More important, is the fact that proof of conviction in the Municipal Department was not necessary to justify a revocation of defendant’s probation. To sustain a conviction for a criminal offense, guilt must be proven beyond a reasonable doubt. To revoke probation, on the other hand, guilt need merely be shown by a preponderance of evidence. (People v. Smith, 105 Ill.App.2d 14, 245 N.E.2d 13.) Consequently, a defendant need not be indicted, prosecuted or convicted of the offenses which are the basis for the revocation of his probation. People v. Sluder, 107 Ill.App.2d 177, 146 N.E.2d 35.

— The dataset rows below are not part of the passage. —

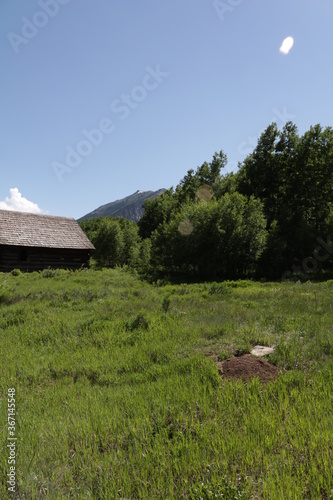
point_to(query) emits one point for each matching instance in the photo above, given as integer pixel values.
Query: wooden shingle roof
(31, 230)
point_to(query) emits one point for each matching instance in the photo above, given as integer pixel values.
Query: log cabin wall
(37, 259)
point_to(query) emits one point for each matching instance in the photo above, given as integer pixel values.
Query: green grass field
(118, 395)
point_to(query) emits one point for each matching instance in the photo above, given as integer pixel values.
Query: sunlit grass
(118, 395)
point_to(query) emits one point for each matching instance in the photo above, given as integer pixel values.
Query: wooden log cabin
(31, 242)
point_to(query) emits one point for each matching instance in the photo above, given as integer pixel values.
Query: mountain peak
(130, 207)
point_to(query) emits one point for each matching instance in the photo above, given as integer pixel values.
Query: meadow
(118, 394)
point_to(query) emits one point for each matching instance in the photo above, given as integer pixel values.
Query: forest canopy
(270, 219)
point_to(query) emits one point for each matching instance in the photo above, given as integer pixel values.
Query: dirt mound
(246, 367)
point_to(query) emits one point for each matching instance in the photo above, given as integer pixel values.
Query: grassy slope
(117, 396)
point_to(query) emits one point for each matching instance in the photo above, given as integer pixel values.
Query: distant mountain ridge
(130, 207)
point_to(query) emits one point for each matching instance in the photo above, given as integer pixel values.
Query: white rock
(261, 350)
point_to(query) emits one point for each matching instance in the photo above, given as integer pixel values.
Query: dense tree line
(258, 222)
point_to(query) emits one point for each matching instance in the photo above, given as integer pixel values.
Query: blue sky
(165, 84)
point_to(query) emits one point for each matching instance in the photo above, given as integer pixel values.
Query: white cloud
(18, 203)
(287, 45)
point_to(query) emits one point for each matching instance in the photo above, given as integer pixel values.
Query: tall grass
(118, 395)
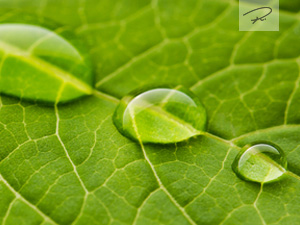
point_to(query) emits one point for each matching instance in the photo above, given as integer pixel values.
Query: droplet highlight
(39, 64)
(160, 115)
(262, 163)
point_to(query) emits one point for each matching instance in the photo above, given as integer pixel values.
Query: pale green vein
(66, 151)
(289, 102)
(185, 214)
(46, 218)
(47, 67)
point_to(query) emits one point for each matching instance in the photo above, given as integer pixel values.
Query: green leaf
(68, 164)
(38, 64)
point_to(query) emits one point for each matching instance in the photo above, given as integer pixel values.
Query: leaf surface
(68, 164)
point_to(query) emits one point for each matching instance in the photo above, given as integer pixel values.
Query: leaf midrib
(46, 67)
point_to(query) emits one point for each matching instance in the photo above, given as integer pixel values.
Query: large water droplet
(39, 64)
(160, 115)
(264, 162)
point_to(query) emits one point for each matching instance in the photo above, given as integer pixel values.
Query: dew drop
(263, 163)
(160, 115)
(39, 64)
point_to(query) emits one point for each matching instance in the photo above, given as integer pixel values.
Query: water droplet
(160, 115)
(39, 64)
(263, 162)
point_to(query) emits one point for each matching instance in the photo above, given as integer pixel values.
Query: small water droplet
(263, 162)
(160, 115)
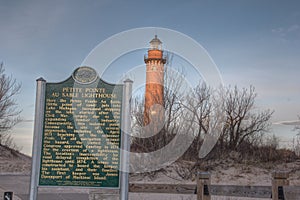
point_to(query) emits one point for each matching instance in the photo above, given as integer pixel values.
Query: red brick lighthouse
(154, 92)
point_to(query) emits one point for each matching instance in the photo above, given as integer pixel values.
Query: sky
(252, 42)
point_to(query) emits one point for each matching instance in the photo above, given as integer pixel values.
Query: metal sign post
(38, 129)
(126, 130)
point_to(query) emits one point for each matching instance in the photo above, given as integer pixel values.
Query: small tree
(243, 123)
(9, 113)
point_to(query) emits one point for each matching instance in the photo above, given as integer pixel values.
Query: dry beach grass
(223, 172)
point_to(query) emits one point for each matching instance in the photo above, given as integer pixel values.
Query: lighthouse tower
(154, 92)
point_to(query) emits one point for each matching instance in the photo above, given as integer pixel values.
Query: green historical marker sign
(81, 132)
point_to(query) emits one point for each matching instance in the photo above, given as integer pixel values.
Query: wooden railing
(280, 189)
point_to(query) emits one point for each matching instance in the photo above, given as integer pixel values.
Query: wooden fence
(280, 189)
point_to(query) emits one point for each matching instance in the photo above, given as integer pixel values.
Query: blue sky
(252, 42)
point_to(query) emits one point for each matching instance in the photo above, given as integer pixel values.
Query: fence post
(280, 178)
(203, 186)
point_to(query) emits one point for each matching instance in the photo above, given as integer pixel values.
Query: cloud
(291, 32)
(291, 122)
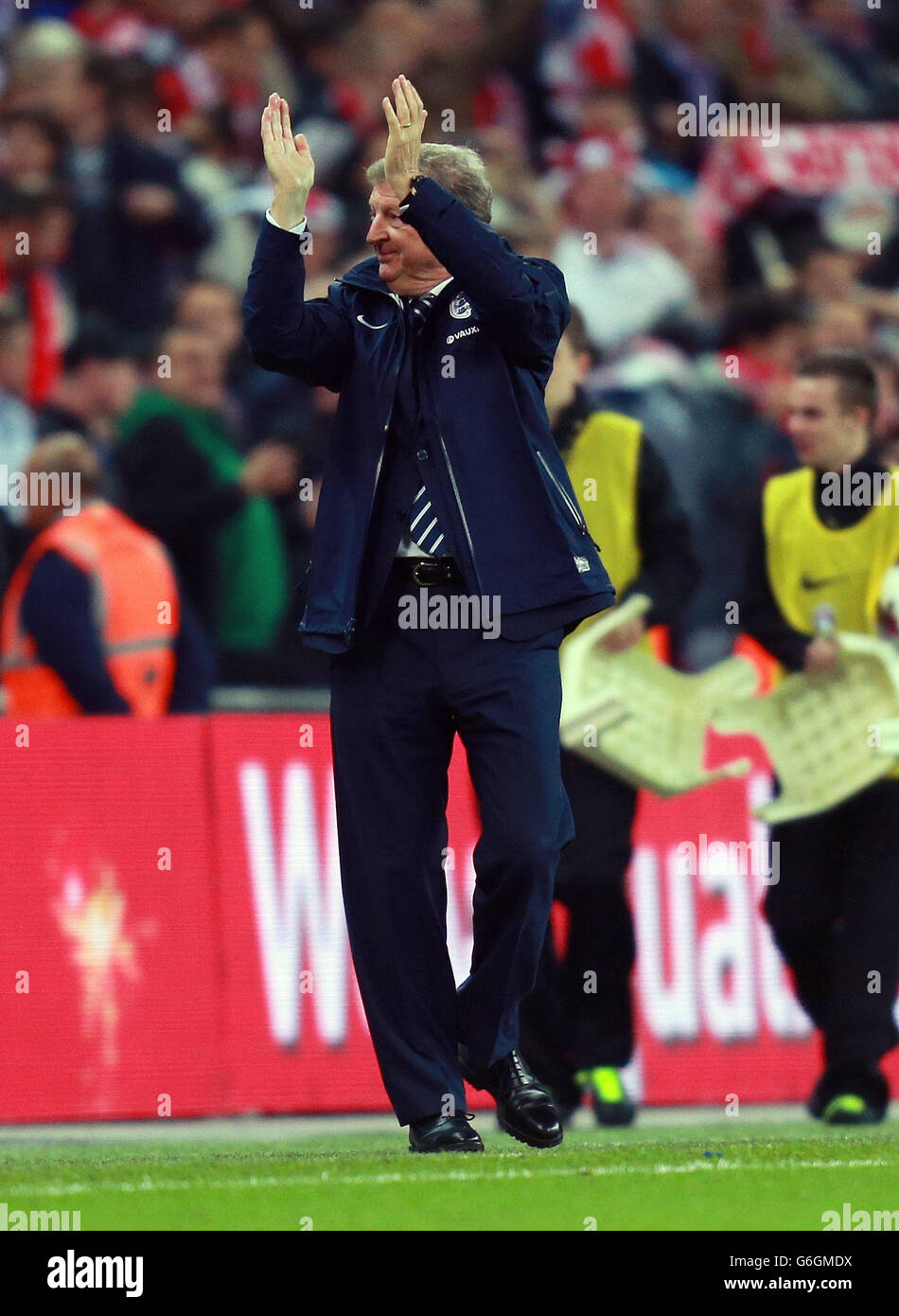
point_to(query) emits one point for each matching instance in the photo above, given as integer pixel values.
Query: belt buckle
(423, 565)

In the instant case, defendant was convicted of the misdemeanor of criminal trespass to a vehicle. The trial judge, in the case at bar, however, did not rely solely on proof of the Municipal Department conviction. Instead, he conducted a hearing, at which defendant was represented by counsel, on the offense allegedly committed by defendant while on probation.

It was stipulated that if Anderson Jones were called as a witness, he would testify that he owned a 1962 Buick automobile and that he did not give the defendant or anyone else permission to use it when he locked his car at 5:30 P.M. on December 31, 1969. It was further stipulated that if Officer David P. Hetman were called as a witness, he would testify that he stopped the subject 1962 Buick for a traffic violation on January 1, 1970, and that the defendant was the driver of the car. Upon checking the license number he found that it was a stolen car and he arrested the defendant.

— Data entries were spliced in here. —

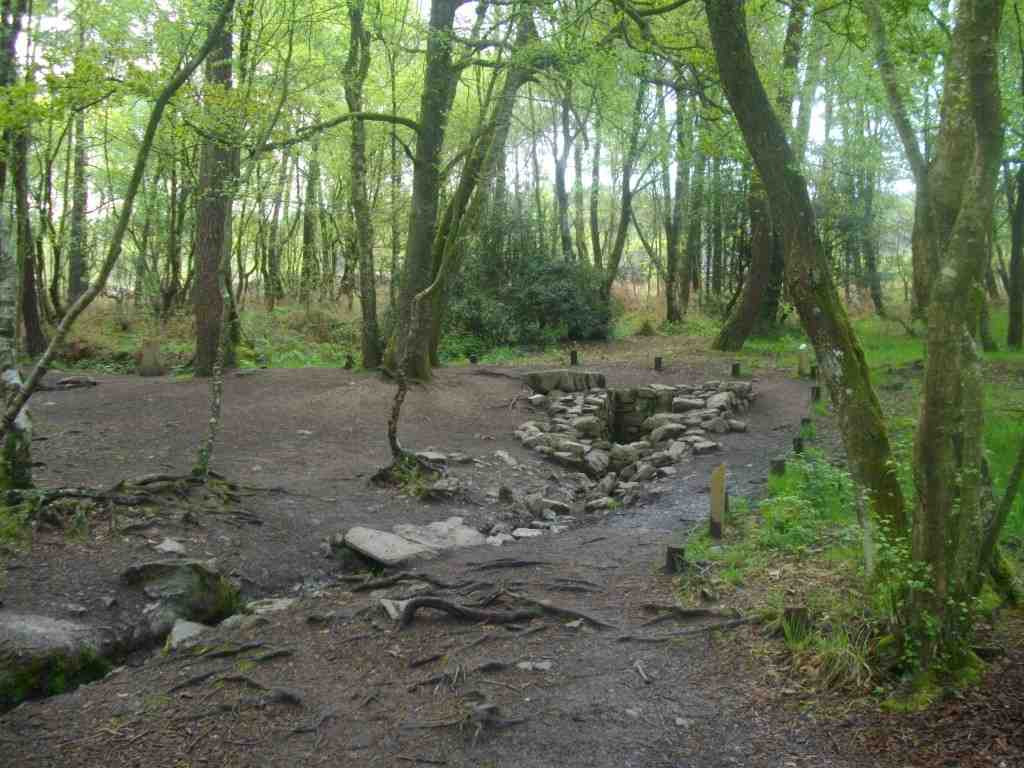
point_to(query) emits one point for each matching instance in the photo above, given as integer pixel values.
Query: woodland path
(343, 690)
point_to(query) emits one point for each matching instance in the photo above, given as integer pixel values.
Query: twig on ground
(685, 633)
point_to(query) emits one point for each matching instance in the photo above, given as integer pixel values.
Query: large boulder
(194, 590)
(385, 548)
(564, 380)
(40, 655)
(449, 534)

Kenneth Mosley, the defendant, took the stand in his own behalf and testified that he was 23 and was living with his mother. He said that he was employed at the Republic Steel Mill, where he earned $312 every two weeks, and that he was working at the time the car was stolen. When arrested in the 1962 Buick, he had just come from a visit to his wife, from whom he was separated. He related that he met his brother-in-law, James Hall, and James Lawrence, one of Iris brother-in-law’s friends, at a tavern and that the latter offered to sell him the subject car for $75. He testified that he was in the process of considering whether to buy the automobile when he was arrested. He told the court that if he had known the car was stolen he would not have been in it. He said he didn’t know James Lawrence and did not know where he lived, and that he was unable to get his brother-in-law to come to court because he did not know where to find him. On cross-examination, defendant *378testified that he picked up the car in front of a lounge called the Wonder Bar, and that he wasn’t sure he was going to buy it and was going to return it to the place where he got it.

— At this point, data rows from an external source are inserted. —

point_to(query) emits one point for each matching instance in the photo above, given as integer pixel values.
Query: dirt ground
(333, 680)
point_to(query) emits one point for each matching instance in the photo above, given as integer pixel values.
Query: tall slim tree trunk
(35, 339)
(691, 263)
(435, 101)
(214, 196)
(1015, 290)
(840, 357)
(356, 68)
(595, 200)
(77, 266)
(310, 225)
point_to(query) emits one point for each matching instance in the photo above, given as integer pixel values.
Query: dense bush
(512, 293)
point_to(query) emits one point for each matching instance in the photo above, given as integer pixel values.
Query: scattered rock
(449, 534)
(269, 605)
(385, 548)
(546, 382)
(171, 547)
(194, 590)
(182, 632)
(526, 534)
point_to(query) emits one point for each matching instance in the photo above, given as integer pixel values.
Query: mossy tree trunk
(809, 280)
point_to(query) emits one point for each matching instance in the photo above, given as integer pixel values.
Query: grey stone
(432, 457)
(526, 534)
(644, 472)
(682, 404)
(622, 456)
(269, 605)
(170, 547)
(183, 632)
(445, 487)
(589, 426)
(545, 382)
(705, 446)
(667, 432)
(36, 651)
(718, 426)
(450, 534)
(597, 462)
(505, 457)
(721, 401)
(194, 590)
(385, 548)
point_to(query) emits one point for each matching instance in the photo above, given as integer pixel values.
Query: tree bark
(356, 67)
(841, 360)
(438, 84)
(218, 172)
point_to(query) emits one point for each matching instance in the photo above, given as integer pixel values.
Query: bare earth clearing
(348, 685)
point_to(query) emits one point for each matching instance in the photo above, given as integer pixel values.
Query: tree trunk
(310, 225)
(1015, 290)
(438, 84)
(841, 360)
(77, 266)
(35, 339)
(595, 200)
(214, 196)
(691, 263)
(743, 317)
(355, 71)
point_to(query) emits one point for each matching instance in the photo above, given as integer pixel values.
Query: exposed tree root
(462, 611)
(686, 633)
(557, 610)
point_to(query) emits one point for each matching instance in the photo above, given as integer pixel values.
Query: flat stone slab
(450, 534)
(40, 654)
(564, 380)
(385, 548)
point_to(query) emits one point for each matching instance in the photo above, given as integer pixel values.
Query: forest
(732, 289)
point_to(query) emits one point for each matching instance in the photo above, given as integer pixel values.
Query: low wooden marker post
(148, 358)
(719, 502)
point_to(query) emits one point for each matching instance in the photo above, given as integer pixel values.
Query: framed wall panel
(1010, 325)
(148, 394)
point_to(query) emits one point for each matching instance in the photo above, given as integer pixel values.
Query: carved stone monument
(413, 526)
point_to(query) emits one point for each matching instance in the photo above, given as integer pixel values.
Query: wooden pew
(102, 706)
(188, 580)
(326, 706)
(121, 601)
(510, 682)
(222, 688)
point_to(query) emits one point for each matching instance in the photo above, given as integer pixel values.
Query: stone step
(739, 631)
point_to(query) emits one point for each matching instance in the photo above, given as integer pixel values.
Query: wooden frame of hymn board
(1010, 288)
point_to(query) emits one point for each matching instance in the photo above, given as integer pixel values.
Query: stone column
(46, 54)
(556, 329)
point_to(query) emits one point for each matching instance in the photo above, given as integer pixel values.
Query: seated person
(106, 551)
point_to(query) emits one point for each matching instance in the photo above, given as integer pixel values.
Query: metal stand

Not content with the certified copy of the Municipal Department conviction, the trial judge in fairness to the defendant conducted a full and fair hearing in which he gave the defendant a full opportunity to explain the events leading up to his arrest de novo and to persuade the court not to terminate his probation. The court concluded that the facts on which defendant was convicted of criminal trespass were nearly identical to those on which he was granted probation. The trial judge said, “I can’t envision getting into an automobile that he was going to buy for $75 without checking out the guy’s ownership and title and things of that sort. * * * You don’t buy a car from a stranger for $75, a fellow up before on a car theft charge. It doesn’t make sense and destroys all your credibility on the story that you tell. I can’t just envision you walking into a situation like that.”

The defendant received a fair hearing by the court before his probation was revoked. We find no error in the judgment of the circuit court and such judgment is therefore affirmed.

Judgment affirmed.

ADESKO, P. J., and DIERINGER, J., concur.